Buat pengalaman dan fungsi Asisten Google yang disesuaikan pengguna dengan Tindakan Percakapan, "Ok Google, pesan kopi seperti biasa dari Starbucks".
Memungkinkan pengguna mendapatkan reward dengan menonton live stream yang memenuhi syarat di YouTube setelah menautkan Akun Google mereka ke akun partner reward.
Mengisi otomatis akun baru selama pendaftaran dengan data yang dibagikan secara konsensual dari profil Akun Google.
Kemampuan & Persyaratan
Matriks berikut menentukan dukungan dan rekomendasi untuk setiap alur penautan.
| Menautkan Flow | Fitur Standar | Fitur UCP |
|---|---|---|
| App Flip | Disarankan | Disarankan |
| Penautan yang disederhanakan | Disarankan | Disarankan |
| Penautan OAuth | Wajib (Pengganti) | Wajib (Pengganti) |
| OAuth 2.1 | Disarankan | Disarankan |
Meningkatkan privasi pengguna dengan menentukan cakupan kustom untuk membagikan hanya data yang diperlukan, meningkatkan kepercayaan pengguna dengan menentukan secara jelas cara data mereka digunakan.
Akses ke data dan layanan yang dihosting di platform Anda dapat dicabut dengan membatalkan tautan akun. Dengan menerapkan endpoint pencabutan token opsional, Anda dapat tetap tersinkron dengan peristiwa yang dimulai Google, sementara Perlindungan Lintas Akun(RISC) memungkinkan Anda memberi tahu Google tentang peristiwa pembatalan tautan yang terjadi di platform Anda.
Alur penautan akun
Ada 3 alur Penautan Akun Google yang semuanya berbasis OAuth dan mengharuskan Anda mengelola atau mengontrol otorisasi yang sesuai dengan OAuth 2.0 dan endpoint pertukaran token.
Selama proses penautan, Anda menerbitkan token akses ke Google untuk setiap Akun Google setelah mendapatkan izin pemegang akun untuk menautkan akun mereka dan membagikan data.
Penautan OAuth
Ini adalah alur penautan OAuth yang mengarahkan pengguna ke situs Anda untuk penautan. Pengguna dialihkan ke situs Anda untuk login ke akun mereka. Setelah login, pengguna menyetujui untuk membagikan datanya, di layanan Anda, kepada Google. Pada saat itu, Akun Google pengguna dan layanan Anda akan ditautkan.
Penautan OAuth mendukung kode otorisasi dan alur OAuth implisit. Layanan Anda harus menghosting endpoint otorisasi yang kompatibel dengan OAuth 2.0 untuk alur implisit, dan harus mengekspos endpoint pertukaran token dan otorisasi saat menggunakan alur kode otorisasi.
Gambar 1. Penautan Akun di ponsel pengguna dengan penautan OAuth
Penautan App Flip berbasis OAuth ('App Flip')
Alur OAuth yang mengarahkan pengguna ke aplikasi Anda untuk penautan.

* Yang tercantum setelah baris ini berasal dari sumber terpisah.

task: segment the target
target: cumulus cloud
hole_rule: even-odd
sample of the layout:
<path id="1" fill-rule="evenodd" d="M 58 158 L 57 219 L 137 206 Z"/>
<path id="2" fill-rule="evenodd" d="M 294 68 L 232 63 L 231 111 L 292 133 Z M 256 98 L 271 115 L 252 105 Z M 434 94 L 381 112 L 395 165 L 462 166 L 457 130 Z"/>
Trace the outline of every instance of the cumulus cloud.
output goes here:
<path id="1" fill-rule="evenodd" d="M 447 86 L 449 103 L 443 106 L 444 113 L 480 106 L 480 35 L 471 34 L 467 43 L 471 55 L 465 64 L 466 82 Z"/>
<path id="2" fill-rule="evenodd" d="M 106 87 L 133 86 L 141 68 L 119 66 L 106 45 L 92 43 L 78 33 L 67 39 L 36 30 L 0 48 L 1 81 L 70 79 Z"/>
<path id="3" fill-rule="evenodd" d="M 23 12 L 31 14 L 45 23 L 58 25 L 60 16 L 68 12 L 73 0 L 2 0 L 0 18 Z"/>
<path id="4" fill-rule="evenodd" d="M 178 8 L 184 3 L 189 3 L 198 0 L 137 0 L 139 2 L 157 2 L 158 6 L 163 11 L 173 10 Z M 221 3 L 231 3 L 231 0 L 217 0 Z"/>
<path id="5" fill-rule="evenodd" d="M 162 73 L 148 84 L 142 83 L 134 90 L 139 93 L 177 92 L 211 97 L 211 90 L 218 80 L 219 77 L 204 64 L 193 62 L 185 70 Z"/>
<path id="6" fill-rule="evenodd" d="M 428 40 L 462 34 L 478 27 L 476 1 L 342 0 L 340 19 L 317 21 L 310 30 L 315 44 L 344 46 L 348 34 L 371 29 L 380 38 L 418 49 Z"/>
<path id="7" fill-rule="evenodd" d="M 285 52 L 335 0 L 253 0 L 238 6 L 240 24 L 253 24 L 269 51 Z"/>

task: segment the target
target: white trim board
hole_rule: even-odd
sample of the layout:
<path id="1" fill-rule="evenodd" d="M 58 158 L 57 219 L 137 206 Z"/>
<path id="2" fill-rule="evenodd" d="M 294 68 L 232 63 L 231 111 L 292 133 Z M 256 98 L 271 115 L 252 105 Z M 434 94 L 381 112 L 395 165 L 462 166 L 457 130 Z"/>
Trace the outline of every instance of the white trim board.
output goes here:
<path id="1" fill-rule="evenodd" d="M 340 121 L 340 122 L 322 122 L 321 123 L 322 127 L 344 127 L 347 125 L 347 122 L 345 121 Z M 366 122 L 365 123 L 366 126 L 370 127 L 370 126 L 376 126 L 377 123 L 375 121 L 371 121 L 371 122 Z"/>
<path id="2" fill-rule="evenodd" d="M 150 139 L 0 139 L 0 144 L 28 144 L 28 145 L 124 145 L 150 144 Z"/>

Penautan Flip Aplikasi Berbasis OAuth memandu pengguna saat mereka berpindah antara aplikasi seluler Android atau iOS terverifikasi Anda dan platform Google untuk meninjau usulan perubahan akses data dan memberikan izin mereka untuk menautkan akun mereka di platform Anda dengan Akun Google mereka. Untuk mengaktifkan App Flip, layanan Anda harus mendukung penautan OAuth atau Penautan Login dengan Google berbasis OAuth menggunakan alur kode otorisasi.
Pertukaran Aplikasi didukung untuk Android dan iOS.
Cara kerjanya:
Aplikasi Google memeriksa apakah aplikasi Anda diinstal di perangkat pengguna:
- Jika aplikasi ditemukan, pengguna akan "dialihkan" ke aplikasi Anda. Aplikasi Anda mengumpulkan izin dari pengguna untuk menautkan akun dengan Google, lalu "dialihkan kembali" ke platform Google.
- Jika aplikasi tidak ditemukan atau terjadi error selama proses penautan peralihan aplikasi, pengguna akan dialihkan ke alur penautan yang Disederhanakan atau OAuth.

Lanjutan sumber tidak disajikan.